One such case involves the family of Igor Bitkov who founded a major timber company in northwest Russia only to have it raided by banks with close ties to the Kremlin, his daughter kidnapped and drugged by persons unknown and himself threatened as many Russian businessmen have been with criminal charges of corrupt activities.

Bitkov and his wife fled to Guatemala in 2008 – their adult daughter eventually joined them – where they acquired residence and working permits and where they had a son, Vladimir. As Michael Weiss puts it, the Bitkovs fled “7,000 miles” to be safe from “Putin’s people” only to find out they were wrong.

They have been pursued by Russian officials, held without bail by Guatemalan officials, had their youngest child taken away from them, and are now threatened with possible extradition even though Russia and Guatemala do not have an extradition treaty. All of this, Grigory Pasko reports on Ekho Moskvy, has received intensive coverage in Kremlin-controlled media.

As Pasko suggests, many Russians would be inclined to dismiss this as the latest case of “raiding” by Kremlin-linked businesses against other businesses whose leaders didn’t “cooperate” with Putin. But there is more involved than that, he suggests, including Moscow’s heavy-handed use of a UN agency and its own investments in Guatemala to get its way.

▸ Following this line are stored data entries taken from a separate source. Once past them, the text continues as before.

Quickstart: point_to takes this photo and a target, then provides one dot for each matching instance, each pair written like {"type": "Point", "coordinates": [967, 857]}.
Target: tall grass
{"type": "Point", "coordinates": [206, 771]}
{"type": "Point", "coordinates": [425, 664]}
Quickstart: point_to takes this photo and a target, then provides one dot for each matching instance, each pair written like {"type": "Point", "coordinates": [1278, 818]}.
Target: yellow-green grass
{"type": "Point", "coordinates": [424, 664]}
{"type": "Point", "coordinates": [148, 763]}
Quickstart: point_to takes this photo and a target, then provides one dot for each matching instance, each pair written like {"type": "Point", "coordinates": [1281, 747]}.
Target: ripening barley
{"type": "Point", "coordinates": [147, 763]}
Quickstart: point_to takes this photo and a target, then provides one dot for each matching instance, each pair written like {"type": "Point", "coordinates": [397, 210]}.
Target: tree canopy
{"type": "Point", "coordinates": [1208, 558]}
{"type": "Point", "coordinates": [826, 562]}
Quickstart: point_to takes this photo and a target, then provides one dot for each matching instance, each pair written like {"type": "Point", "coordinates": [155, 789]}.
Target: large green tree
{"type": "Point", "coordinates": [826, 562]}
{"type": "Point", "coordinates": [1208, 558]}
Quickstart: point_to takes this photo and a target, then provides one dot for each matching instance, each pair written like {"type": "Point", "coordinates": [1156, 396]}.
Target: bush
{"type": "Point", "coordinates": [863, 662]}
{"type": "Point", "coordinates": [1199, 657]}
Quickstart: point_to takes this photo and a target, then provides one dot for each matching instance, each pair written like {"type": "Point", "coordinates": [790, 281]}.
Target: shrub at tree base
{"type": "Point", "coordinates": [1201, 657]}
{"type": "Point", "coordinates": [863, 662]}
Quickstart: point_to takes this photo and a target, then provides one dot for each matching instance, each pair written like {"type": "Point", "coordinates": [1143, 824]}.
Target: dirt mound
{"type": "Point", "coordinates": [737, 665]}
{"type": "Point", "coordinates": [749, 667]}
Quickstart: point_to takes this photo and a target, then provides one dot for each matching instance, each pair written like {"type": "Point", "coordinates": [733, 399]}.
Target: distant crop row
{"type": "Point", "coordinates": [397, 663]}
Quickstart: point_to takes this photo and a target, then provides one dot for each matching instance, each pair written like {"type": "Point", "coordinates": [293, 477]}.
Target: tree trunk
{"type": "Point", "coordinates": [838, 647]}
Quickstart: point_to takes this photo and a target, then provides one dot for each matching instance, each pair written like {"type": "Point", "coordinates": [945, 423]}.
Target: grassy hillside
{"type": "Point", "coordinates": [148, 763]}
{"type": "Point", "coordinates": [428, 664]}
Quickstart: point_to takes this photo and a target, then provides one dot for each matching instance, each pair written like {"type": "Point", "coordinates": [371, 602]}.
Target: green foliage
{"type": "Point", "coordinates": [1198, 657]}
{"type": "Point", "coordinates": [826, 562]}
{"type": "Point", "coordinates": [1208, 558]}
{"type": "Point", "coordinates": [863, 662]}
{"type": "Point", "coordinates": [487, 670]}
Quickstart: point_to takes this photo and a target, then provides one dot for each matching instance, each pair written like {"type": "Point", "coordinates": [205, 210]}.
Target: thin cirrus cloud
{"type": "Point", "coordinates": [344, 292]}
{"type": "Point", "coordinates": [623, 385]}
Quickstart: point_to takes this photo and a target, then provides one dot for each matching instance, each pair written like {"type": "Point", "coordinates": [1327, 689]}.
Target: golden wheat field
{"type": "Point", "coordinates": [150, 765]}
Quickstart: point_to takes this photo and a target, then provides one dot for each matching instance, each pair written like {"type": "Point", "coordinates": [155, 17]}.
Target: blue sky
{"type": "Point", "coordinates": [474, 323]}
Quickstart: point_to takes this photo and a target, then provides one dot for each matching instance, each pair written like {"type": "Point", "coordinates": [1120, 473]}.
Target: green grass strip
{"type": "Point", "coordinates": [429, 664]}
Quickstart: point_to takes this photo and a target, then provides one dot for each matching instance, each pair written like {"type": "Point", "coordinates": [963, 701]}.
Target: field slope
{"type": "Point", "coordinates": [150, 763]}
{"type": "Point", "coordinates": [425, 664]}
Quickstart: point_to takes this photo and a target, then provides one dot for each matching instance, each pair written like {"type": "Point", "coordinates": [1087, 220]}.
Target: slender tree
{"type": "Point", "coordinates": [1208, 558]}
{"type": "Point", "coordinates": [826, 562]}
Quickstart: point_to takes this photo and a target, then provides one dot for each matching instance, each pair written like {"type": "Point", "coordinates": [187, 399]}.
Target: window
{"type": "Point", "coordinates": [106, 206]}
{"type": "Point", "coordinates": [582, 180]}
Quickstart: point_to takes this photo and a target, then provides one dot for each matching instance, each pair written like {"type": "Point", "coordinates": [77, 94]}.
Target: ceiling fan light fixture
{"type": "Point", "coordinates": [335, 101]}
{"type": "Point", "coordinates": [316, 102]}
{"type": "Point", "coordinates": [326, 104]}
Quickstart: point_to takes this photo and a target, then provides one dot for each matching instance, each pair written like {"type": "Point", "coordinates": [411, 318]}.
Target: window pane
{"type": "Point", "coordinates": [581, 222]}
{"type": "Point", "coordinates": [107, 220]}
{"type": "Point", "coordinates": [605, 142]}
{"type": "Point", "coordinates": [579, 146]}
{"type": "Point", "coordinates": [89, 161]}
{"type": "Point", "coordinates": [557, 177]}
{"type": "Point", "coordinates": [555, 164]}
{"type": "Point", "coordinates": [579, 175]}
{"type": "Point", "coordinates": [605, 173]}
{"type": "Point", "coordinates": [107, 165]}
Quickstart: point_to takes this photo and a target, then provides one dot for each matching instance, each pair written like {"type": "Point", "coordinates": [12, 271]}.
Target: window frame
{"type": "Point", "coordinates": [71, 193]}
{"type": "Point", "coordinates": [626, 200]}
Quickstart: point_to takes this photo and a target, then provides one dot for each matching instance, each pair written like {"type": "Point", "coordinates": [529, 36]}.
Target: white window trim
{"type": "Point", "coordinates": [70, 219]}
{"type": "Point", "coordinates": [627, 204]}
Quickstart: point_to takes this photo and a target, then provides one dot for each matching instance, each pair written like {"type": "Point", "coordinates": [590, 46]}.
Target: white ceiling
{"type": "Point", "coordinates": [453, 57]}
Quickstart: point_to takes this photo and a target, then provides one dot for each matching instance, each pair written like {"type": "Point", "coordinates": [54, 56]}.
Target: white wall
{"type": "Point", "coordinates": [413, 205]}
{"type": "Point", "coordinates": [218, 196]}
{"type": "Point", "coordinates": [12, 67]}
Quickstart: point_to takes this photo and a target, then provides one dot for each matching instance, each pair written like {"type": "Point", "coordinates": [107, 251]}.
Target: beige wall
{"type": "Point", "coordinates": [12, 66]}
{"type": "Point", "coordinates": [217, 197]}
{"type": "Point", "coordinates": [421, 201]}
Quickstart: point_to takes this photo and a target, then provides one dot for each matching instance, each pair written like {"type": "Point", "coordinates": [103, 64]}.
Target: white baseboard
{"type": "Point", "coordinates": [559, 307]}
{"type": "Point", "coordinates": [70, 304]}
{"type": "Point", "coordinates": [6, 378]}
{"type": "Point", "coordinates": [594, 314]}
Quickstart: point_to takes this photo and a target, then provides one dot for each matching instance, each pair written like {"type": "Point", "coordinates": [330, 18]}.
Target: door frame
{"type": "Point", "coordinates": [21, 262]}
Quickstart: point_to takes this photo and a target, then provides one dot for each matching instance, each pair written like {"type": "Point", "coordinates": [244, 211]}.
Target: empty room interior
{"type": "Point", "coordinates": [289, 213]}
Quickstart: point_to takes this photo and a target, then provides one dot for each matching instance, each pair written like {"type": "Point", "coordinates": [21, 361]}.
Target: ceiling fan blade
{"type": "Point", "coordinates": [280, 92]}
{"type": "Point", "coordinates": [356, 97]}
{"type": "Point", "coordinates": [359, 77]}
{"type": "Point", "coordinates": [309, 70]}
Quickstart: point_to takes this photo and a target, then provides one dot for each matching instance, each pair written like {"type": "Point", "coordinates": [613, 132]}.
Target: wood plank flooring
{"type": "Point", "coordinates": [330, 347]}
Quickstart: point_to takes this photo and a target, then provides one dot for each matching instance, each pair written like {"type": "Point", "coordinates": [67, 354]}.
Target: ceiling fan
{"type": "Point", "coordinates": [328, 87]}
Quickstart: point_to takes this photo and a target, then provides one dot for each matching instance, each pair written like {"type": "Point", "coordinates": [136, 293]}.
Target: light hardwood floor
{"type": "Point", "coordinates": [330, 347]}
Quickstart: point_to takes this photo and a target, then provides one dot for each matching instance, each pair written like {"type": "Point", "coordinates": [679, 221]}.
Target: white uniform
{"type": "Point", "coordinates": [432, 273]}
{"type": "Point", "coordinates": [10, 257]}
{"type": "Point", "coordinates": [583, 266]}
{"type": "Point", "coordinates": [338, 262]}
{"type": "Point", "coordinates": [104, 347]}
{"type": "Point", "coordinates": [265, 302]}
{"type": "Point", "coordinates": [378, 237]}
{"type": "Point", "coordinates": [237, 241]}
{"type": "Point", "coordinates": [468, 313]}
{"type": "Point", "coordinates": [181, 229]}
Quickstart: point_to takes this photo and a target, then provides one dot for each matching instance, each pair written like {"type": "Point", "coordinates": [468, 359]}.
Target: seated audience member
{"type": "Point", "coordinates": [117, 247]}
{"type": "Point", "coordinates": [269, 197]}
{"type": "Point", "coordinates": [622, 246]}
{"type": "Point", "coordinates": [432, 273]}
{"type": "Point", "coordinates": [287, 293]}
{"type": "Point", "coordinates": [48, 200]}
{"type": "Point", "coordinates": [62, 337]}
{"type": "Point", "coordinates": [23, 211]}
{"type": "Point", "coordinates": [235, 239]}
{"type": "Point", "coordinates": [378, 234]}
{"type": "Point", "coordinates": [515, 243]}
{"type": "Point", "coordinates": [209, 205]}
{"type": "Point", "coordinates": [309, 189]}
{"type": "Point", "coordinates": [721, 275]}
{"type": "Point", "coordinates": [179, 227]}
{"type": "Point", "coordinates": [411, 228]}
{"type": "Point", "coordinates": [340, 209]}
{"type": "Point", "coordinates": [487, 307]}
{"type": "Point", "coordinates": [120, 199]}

And consequently, the real message has been delivered to the population of the Russian Federation: don’t think you can escape the Kremlin just by leaving the country, a message Putin may be especially interested in sending because so many educated and entrepreneurial Russians have already left and polls suggest that more will.

Except for Weiss’ extremely detailed article and a few others which have viewed it through the optic of the Kremlin’s abuse of its power to get its hand on economic assets, the Bitkov case has not attracted the attention in the West that it should given both the human tragedy involved and the broader message Moscow clearly intends.

But there is an online petition circulating which can be signed at supportthebitkovs.com/. It deserves support because the Bitkovs are clearly innocent victims of one of Putin’s most recent crimes and because what he and his regime are doing to them is part and parcel of the construct of a “hybrid” iron curtain.